A person whose opinions or actions are at variance with most others’, whose viewpoints contradict those of the majority, is called a contrarian.
Contrarians have that sometimes-annoying knack of seeing things that others miss – opportunities, connections, or relationships that others fail to apprehend or dangers they overlook. John Maynard Keynes was a contrarian. So are Warren Buffett and his legendary mentor, Benjamin Graham. So is writer Christopher Hitchens.
Contrarians use their heads; they think for themselves and have reasons for their actions. As one wag pointed out, “When someone cries ‘fire’ in a crowded theater, a contrarian is the person who first checks to see if there really is a fire before rushing to the exit.”
Contrarians are careful, thoughtful people who place a high premium on being right. The most successful of them may become known as visionaries. A contrarian who is wrong more often than right is called a gambler at best, a loose cannon or a wingnut at worst.
A contrarian is not the same as a maverick, although John McCain would like us to think so.
John McCain was a contrarian at one time. He is especially proud of the time, in 1983, when he voted against President Reagan’s decision to send troops to Lebanon. At the time, he said, "I do not see any obtainable [sic] objectives in Lebanon, and the longer we stay there, the harder it will be to leave."
McCain’s vote was tragically vindicated when a truck bomber slammed into the Marine Barracks in Beirut, killing 241 servicemen and triggering a US withdrawal. McCain the contrarian was right.
But John McCain would never call himself a contrarian. It’s a good word but we Americans don’t use it much outside Wall Street. Contrarian sounds so effete, so elitist, so … so highfalutin’. We Real Americans like our talk, like our whiskey, straight.
Thus, John McCain styles himself as a maverick. That’s a good word too. Maverick has punch. A maverick is beholden to nobody. Maverick says Wild West in a way contrarian never could. Besides, maverick is easier to say and to spell than contrarian.
What’s more, maverick is a thoroughly American word. In the 1840s, Samuel A. Maverick was a Texas cattle rancher. Mr. Maverick did not bother to brand his calves figuring that, since everybody else branded theirs, his would be easy to identify by process of elimination. Before long, any unbranded calf was called a maverick.
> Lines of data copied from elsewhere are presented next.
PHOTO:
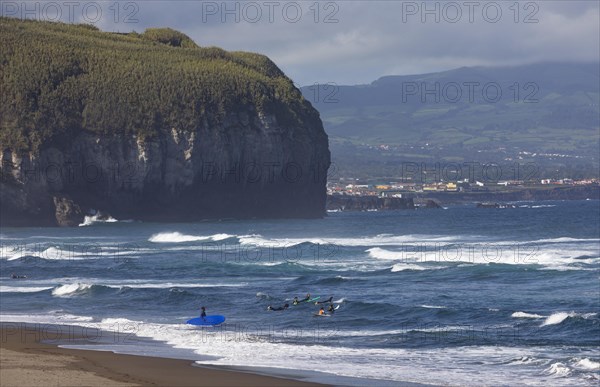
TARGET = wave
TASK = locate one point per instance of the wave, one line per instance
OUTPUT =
(565, 240)
(526, 315)
(379, 253)
(559, 317)
(406, 266)
(177, 237)
(23, 289)
(558, 369)
(72, 290)
(377, 240)
(98, 218)
(587, 364)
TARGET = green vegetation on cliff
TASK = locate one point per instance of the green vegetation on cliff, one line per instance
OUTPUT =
(58, 79)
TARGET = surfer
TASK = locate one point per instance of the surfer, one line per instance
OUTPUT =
(324, 302)
(284, 307)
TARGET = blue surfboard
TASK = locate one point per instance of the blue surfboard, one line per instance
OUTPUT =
(207, 321)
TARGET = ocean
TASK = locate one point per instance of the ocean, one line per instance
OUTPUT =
(454, 296)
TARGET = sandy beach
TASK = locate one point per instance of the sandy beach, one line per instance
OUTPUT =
(26, 361)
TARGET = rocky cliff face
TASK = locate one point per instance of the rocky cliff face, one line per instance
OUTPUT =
(250, 166)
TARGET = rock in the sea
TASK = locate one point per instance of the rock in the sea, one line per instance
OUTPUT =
(141, 128)
(67, 212)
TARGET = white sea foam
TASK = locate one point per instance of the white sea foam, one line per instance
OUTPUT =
(377, 240)
(177, 237)
(379, 253)
(587, 364)
(23, 289)
(406, 266)
(90, 220)
(258, 347)
(526, 315)
(70, 289)
(557, 258)
(559, 369)
(559, 317)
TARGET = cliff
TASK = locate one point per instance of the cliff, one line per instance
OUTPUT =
(150, 127)
(365, 203)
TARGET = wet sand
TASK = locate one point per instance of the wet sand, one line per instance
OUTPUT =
(26, 361)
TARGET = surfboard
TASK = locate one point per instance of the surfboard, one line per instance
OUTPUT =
(207, 321)
(309, 300)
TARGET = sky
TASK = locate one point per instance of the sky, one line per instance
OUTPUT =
(356, 42)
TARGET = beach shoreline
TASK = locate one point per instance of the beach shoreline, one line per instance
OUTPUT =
(29, 359)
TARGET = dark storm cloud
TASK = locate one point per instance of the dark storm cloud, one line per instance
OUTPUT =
(358, 41)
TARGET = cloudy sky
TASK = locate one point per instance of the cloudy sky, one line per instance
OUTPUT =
(352, 42)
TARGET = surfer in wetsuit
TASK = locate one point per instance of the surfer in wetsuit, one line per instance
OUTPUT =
(297, 301)
(284, 307)
(324, 302)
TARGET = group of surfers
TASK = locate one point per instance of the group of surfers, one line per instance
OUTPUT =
(330, 308)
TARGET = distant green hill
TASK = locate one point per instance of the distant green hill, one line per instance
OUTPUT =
(465, 114)
(58, 79)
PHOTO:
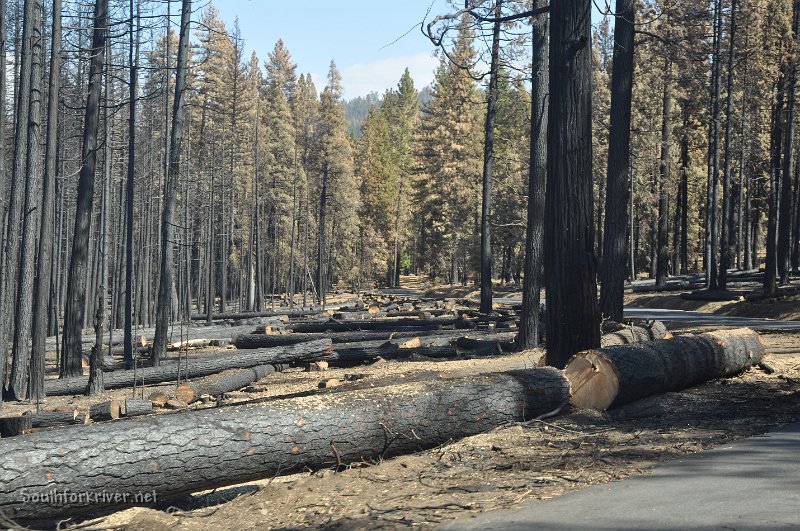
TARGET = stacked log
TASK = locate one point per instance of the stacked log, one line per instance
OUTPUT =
(221, 384)
(609, 377)
(212, 448)
(198, 367)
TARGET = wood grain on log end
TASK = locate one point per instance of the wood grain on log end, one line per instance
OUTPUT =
(593, 380)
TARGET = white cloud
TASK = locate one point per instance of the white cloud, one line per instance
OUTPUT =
(377, 76)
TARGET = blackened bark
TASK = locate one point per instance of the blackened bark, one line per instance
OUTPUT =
(76, 283)
(612, 270)
(10, 258)
(573, 316)
(662, 239)
(528, 337)
(776, 140)
(166, 280)
(21, 359)
(785, 197)
(133, 58)
(488, 161)
(323, 209)
(725, 249)
(712, 200)
(310, 351)
(237, 444)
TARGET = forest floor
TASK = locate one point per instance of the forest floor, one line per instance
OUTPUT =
(496, 470)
Unfortunately, Mr. Maverick’s mavericks had a bad habit of darting off from the herd and running away, in directions and for reasons known only to them. They bolted not because they had any bold new visions or directions for calfdom; they did it because they were headstrong, impetuous, reckless, unpredictable, undisciplined, and oblivious to risk.
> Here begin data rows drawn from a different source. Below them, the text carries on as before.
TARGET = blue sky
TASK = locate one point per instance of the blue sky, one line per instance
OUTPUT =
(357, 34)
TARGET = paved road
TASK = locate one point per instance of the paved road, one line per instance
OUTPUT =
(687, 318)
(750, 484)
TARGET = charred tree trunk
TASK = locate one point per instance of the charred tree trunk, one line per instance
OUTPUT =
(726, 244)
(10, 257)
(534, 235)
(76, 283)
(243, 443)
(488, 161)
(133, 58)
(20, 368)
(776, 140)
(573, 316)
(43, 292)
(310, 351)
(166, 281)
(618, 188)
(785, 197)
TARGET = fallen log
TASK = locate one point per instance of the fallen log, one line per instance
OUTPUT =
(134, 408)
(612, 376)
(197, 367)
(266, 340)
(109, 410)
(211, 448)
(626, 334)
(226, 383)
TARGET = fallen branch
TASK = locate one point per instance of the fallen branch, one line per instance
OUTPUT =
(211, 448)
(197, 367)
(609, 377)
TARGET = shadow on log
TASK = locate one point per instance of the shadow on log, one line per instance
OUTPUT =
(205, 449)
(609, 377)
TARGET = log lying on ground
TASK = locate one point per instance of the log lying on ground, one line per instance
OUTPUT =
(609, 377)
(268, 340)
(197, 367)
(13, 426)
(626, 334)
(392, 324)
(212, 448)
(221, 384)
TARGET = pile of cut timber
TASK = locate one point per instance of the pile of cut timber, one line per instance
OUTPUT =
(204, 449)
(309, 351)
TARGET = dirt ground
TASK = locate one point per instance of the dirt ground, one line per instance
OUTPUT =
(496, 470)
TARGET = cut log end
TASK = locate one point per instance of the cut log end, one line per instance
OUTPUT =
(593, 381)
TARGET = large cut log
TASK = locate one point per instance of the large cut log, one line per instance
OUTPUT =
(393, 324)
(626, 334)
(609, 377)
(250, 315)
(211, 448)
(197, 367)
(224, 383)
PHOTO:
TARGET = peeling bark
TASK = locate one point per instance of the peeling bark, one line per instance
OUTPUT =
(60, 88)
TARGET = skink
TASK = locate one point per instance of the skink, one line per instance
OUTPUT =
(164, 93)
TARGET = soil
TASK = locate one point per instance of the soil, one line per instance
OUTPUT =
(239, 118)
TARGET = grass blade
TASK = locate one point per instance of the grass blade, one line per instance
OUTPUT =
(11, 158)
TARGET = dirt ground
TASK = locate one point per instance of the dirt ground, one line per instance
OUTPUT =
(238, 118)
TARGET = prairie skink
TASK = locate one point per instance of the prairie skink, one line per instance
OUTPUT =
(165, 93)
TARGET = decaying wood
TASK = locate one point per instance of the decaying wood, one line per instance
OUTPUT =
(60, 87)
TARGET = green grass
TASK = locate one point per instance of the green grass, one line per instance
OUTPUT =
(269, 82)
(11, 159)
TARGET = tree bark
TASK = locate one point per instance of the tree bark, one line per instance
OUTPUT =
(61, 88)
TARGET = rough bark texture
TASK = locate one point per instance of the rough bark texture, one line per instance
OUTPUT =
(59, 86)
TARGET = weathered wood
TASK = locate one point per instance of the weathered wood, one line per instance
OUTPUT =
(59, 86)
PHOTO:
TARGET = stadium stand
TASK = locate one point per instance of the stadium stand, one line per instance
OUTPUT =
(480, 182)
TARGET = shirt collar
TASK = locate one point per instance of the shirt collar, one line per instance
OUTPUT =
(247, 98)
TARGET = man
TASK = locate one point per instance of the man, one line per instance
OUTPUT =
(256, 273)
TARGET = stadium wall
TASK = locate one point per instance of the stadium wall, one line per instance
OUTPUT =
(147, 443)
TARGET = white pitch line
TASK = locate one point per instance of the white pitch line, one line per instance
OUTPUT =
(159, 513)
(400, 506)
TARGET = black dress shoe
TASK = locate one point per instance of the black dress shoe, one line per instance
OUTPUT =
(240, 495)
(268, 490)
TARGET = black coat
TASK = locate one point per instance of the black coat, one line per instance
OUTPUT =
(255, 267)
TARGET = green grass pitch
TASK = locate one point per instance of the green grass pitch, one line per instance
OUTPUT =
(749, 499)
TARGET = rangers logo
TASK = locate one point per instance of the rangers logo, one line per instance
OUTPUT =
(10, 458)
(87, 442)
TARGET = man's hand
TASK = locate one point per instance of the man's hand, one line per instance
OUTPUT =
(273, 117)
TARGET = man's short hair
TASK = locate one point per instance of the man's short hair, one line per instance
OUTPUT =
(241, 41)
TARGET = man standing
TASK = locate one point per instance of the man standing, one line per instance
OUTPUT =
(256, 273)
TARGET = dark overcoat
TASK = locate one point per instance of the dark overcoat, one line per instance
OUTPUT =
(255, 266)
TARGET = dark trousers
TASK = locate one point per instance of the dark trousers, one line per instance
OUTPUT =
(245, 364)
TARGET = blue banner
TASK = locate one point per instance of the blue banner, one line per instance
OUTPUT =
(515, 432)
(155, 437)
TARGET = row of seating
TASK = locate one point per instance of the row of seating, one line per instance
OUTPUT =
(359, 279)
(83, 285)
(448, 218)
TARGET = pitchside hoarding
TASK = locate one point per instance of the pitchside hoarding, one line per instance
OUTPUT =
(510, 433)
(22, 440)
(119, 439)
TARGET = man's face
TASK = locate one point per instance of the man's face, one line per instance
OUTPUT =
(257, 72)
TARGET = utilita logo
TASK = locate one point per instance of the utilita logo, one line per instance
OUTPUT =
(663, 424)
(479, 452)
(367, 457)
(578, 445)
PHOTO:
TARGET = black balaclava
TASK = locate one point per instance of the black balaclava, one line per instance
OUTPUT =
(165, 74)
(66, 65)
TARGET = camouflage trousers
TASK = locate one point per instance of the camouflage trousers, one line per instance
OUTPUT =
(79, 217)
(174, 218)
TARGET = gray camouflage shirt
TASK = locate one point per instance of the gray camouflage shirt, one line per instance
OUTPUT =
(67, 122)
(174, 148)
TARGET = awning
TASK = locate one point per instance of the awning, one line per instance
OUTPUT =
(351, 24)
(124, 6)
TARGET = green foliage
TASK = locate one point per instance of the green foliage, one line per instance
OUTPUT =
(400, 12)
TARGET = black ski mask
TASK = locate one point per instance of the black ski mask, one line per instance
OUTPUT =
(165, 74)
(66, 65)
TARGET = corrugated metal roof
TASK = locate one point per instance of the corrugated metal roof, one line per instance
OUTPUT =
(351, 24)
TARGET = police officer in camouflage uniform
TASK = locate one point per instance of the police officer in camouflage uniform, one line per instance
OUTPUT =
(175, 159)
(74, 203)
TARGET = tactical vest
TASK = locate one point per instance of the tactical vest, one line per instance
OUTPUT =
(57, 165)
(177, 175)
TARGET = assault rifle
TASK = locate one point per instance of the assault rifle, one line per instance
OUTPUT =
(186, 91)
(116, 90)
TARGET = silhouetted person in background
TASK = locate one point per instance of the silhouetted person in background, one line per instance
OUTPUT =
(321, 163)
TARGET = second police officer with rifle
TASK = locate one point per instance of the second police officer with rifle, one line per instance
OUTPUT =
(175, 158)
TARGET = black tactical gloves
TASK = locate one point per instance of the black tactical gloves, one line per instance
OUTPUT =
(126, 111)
In that original sense, John McCain has indeed been a maverick for most of his adult life. Commander Phil Butler, USN (Ret.) made that clear in a radio interview last summer with OpEdNews’ Rob Kall (1360 AM, WNJC).
CDR Butler wrote an article called, “Why I Won’t Vote for John McCain,” based on his decades-old recollections as a dorm-mate of McCain’s at the Naval Academy and later, as a POW, at the Hanoi Hilton. You can read a transcript of that excellent interview here: http://www.opednews.com/articles/Interview-With-Phil-Butler-by-Rob-Kall-081027-613.html
CDR Butler says that thanks to his “wild and wooly” nature, McCain elevated rule-breaking to an “art form” at the Naval Academy. As a pilot, McCain “was a wild risk-taker and he still is.”
“Wild and wooly” risk-taking is not CDR Butler’s only reservation about McCain. He believes the lessons McCain took from his military experiences are wrong for today’s world: “I think his lessons from Vietnam are all wrong; he's helped lead us right back into another Vietnam in the Iraq War.
“He's a bellicose kind of a guy, he's aggressive, he's a black and white thinker. He doesn't see nuances … he thinks that things are black and white.” He characterizes McCain approach to the world as “ready, fire, aim.”